If Ryan actively throws is support behind the measure it could greatly increase the chances of it making it to the floor

Former Vice Presidential Candidate Paul Ryan (R) has become the latest prominent conservative to speak out in favor of reform our mandatory minimum sentencing laws. At a gathering with African-American journalists Ryan talked about the need for sentencing reform to focus on helping people instead of just locking them up for a very long time:

Reflecting on past congressional efforts to limit discretion on the part of federal judges in imposing strict sentences—a reflection that will be sure to raise eyebrows in the House Republican Cloakroom—Ryan said: “I think we had a trend in America for a long time on mandatory minimums where we took away discretion from judges. I think there’s an appreciation that that approach has some collateral damage—that that approach is missing in many ways…I think there is a new appreciation that we need to give judges more discretion in these areas.”

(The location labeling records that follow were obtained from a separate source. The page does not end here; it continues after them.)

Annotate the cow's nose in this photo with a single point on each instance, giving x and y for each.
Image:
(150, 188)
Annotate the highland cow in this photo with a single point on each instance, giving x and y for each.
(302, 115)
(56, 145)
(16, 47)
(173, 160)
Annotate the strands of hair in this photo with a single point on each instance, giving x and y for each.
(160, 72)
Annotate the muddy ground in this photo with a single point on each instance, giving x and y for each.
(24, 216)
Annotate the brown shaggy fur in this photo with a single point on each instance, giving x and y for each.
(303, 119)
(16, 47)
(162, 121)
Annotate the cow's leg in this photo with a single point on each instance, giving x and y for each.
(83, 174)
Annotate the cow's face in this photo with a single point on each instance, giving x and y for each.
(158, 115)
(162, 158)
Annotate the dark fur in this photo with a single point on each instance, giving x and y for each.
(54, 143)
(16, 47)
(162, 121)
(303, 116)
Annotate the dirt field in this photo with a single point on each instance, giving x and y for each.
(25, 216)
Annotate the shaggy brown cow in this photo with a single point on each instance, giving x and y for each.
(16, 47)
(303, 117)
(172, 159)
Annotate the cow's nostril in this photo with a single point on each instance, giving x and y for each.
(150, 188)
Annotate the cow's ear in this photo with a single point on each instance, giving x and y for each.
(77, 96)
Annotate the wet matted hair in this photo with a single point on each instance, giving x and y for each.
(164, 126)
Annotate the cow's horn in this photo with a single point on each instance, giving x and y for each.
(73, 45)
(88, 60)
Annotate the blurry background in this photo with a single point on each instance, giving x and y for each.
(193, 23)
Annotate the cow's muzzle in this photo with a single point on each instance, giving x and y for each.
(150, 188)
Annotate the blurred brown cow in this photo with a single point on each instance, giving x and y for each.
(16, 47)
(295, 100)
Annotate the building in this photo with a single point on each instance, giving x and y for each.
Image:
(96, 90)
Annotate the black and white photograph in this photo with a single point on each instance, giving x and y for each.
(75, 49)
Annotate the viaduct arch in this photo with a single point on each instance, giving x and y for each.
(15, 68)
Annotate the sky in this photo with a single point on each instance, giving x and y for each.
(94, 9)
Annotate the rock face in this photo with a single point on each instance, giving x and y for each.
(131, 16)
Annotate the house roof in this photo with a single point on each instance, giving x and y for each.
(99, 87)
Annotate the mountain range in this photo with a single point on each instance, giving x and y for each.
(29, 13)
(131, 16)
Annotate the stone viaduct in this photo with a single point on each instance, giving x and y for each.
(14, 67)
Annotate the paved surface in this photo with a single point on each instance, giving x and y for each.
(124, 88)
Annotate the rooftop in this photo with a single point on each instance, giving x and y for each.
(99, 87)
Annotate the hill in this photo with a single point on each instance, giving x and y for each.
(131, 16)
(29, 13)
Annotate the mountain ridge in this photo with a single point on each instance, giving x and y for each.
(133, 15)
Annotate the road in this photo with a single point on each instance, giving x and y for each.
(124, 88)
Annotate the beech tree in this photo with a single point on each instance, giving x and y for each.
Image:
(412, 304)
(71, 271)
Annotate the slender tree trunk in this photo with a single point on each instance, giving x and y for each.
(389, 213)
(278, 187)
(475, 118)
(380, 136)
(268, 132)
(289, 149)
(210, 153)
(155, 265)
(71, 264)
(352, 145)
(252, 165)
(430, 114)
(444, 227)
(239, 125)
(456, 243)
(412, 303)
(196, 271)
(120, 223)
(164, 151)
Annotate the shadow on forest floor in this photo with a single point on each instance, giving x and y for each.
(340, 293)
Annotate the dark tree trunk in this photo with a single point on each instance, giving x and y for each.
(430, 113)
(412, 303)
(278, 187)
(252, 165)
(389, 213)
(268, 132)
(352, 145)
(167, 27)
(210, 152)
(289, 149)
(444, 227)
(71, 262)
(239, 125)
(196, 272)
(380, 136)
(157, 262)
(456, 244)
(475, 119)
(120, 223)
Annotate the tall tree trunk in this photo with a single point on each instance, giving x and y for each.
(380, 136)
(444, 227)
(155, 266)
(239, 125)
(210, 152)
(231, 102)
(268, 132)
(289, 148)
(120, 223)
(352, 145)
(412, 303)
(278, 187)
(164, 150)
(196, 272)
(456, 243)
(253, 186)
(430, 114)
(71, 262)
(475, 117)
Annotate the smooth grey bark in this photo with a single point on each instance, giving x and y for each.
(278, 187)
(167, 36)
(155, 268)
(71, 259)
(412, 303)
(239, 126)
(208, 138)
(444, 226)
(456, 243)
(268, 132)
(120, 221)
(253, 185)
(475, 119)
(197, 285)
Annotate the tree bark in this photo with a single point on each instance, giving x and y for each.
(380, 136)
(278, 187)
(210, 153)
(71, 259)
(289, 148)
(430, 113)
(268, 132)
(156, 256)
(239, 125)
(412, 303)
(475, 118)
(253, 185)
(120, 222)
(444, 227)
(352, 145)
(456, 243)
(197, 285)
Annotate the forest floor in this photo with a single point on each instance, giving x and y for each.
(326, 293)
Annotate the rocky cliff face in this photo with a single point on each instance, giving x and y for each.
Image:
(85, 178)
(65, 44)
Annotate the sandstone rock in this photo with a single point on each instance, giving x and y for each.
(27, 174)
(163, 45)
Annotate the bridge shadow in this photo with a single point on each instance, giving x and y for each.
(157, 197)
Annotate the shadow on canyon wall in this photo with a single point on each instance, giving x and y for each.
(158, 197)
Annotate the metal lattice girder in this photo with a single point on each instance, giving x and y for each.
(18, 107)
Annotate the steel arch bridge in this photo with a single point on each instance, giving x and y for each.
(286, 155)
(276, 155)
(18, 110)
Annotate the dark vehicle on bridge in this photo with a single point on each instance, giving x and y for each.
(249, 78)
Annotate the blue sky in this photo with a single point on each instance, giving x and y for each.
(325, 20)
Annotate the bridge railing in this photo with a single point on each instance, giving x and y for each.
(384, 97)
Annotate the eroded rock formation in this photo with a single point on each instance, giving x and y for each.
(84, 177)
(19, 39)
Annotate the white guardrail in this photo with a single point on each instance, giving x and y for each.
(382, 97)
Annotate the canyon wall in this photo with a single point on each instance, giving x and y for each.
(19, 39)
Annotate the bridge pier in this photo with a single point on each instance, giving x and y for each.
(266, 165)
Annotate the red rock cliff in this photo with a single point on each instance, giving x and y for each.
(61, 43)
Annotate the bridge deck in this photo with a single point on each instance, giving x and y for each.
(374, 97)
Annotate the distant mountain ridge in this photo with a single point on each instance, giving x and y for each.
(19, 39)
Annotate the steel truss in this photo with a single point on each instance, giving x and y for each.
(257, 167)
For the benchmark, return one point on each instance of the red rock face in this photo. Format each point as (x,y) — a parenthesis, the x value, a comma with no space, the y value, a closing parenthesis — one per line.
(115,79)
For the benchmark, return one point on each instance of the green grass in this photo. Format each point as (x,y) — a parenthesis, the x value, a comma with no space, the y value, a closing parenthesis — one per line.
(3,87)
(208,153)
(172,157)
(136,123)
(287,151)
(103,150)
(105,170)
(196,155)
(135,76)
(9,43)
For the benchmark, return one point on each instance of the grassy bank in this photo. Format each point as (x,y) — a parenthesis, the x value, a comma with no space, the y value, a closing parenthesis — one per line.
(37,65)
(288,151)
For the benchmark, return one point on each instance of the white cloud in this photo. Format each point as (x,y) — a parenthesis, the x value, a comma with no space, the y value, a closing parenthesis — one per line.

Specifically, Ryan hailed the bipartisan work of Sens. Mike Lee (R-UT) and Dick Durbin (D-IL) to dramatically overhaul the federal sentencing guideline structure now in place.  Dubbed the “Smarter Sentencing Act,” the legislation, which passed the Senate Judiciary Committee this year, would cut mandatory minimum sentences in half for certain drug offenses. It also would reduce crack cocaine penalties retroactive to 2010 and expand the discretion of federal judges to sentence defendants in certain cases to less time in jail than mandatory minimum guidelines permit.

This is particularly important because while the legislation likely has enough votes to pass the Senate and the support of the President, the House has long been viewed as the main hurdle to reform.

Ryan has both significant direct power in the House as the chairman of the Budget Committee and indirect power thanks to his prominent profile among conservatives.

If Ryan actively throws is support behind the measure it could greatly increase the chances of it making it to the floor for a vote. So far the House version of the bill only has 31 cosponsors and hasn’t yet had a committee hearing.